Tudo corre bem, até que Maria dá conta de que o vinho está prestes a faltar. Cheia de solicitude e com muita discrição, comunica-o a Jesus. Após umas palavras de interpelação, Maria diz aos serventes: “Fazei tudo o que ele vos disser”. E o inesperado acontece: Surge vinho novo em abundância e da melhor qualidade. E a festa cresce de intensidade e de ritmo. A acção de Jesus havia dado um apoio decisivo às carências dos noivos, à busca de soluções dos intervenientes, à alegria dos convivas.
João – o narrador do episódio – regista o facto não apenas pelo seu valor histórico, mas sobretudo pelo seu alcance simbólico. É este alcance que lhe interessa: mostrar a mais valia da presença de Deus no casamento religioso e concretizar esta presença em Jesus Cristo e na sua atenção às situações concretas.
Uma boda de casamento sem vinho é, no nosso contexto sócio-cultural, uma anomalia inaceitável. O normal é que sobre comida e bebida. Mas esse risco ocorre na sociedade e nas comunidades cristãs. Sobretudo na família e no seu núcleo original – o casal heterossexual. E então, surge o vazio que provoca o impasse e semeia o pânico. Nesta situação, o coração humano não se sente bem e tenta encontrar saídas para a penúria e para a crise em que se encontra. São saídas sempre precárias e instáveis.
O vinho de qualidade junta dois elementos preciosos: a água enquanto riqueza natural e a intervenção de Jesus, o amor humano e a graça divina, a pessoa e Deus, o momento e o seu alcance definitivo, o casamento e o sacramento. Junta-os e gera uma unidade tal que constituem uma só realidade.

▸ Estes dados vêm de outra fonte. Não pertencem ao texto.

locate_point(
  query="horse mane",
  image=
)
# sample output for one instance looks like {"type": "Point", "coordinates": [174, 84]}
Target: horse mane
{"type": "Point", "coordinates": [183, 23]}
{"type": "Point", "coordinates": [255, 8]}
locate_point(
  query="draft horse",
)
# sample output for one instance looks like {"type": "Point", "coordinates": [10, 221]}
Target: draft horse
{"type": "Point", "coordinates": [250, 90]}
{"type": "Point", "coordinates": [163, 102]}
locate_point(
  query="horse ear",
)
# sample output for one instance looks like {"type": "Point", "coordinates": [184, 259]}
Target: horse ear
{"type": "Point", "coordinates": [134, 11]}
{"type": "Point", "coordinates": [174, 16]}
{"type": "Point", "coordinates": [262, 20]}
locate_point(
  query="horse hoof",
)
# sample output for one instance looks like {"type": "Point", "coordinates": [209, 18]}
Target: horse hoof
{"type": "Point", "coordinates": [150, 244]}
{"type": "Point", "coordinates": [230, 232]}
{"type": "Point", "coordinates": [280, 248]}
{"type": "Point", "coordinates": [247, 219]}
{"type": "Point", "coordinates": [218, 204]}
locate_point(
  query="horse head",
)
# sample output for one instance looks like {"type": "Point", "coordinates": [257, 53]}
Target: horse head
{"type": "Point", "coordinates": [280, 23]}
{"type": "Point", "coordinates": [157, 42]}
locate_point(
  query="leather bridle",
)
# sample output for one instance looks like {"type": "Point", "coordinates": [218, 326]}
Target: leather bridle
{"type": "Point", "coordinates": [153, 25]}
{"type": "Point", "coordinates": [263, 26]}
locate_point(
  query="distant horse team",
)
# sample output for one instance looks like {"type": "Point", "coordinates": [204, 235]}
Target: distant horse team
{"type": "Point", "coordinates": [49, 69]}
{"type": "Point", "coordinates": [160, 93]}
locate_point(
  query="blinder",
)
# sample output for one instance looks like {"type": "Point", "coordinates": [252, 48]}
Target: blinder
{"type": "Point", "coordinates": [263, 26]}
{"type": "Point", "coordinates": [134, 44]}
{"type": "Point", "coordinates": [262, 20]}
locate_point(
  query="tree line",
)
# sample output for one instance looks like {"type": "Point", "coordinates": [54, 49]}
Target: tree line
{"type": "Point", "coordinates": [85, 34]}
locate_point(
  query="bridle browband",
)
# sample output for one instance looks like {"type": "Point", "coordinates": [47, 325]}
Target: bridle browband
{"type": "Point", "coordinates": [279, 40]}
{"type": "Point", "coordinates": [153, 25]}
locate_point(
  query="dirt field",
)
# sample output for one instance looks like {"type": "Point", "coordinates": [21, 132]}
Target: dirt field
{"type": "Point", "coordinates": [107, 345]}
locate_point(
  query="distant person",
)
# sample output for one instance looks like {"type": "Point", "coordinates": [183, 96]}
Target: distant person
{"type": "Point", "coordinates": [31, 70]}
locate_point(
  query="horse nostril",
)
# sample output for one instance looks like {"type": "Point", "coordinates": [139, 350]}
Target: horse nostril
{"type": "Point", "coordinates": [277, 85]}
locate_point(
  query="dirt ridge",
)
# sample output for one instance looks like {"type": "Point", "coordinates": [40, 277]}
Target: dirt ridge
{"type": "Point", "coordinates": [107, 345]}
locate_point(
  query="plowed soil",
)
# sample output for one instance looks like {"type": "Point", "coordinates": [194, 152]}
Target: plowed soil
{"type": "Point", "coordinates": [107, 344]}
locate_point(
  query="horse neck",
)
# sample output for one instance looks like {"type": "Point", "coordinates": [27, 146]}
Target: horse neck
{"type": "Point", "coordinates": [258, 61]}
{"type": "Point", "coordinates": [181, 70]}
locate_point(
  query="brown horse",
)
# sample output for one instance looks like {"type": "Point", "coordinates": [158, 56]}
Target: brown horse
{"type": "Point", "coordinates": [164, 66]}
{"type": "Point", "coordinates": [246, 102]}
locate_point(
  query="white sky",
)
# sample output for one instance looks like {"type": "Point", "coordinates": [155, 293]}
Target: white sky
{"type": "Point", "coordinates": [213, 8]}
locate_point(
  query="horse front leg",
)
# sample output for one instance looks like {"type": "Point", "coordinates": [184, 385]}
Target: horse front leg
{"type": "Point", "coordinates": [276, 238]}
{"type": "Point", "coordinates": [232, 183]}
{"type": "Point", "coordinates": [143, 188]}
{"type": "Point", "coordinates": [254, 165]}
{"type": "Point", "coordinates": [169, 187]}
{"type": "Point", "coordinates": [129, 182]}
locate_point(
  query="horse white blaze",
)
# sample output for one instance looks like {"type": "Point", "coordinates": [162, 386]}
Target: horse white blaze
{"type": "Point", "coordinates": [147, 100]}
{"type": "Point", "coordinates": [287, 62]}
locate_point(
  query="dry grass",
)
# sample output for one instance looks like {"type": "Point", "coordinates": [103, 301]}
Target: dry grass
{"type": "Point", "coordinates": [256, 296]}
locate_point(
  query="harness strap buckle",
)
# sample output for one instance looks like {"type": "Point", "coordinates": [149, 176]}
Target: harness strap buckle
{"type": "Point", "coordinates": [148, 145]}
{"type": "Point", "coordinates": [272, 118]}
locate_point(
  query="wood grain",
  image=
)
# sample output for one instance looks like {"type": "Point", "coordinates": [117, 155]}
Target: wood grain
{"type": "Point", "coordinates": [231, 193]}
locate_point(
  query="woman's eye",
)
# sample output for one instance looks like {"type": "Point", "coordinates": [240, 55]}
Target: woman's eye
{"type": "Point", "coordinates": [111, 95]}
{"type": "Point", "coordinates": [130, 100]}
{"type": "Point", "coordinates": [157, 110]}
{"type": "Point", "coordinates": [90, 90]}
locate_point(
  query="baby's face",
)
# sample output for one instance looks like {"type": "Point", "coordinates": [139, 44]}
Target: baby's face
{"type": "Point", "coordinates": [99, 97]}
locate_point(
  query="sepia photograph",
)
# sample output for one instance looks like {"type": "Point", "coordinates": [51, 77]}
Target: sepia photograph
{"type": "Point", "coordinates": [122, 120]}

A vida será uma festa em que o amor estável e fiel dá sentido a tudo o que acontece, quer seja programado pelo casal, quer provenha de surpresas ocorrentes. Amor que brota do coração humano, mas tem a sua fonte em Deus, como o vinho novo de Cana a teve na intervenção de Jesus. Amor que, diariamente, necessita de cultivar a frescura original e irradiar de forma contagiante e apelativa. Amor que desabrocha na valentia da liberdade alicerçada na verdade e na responsabilidade.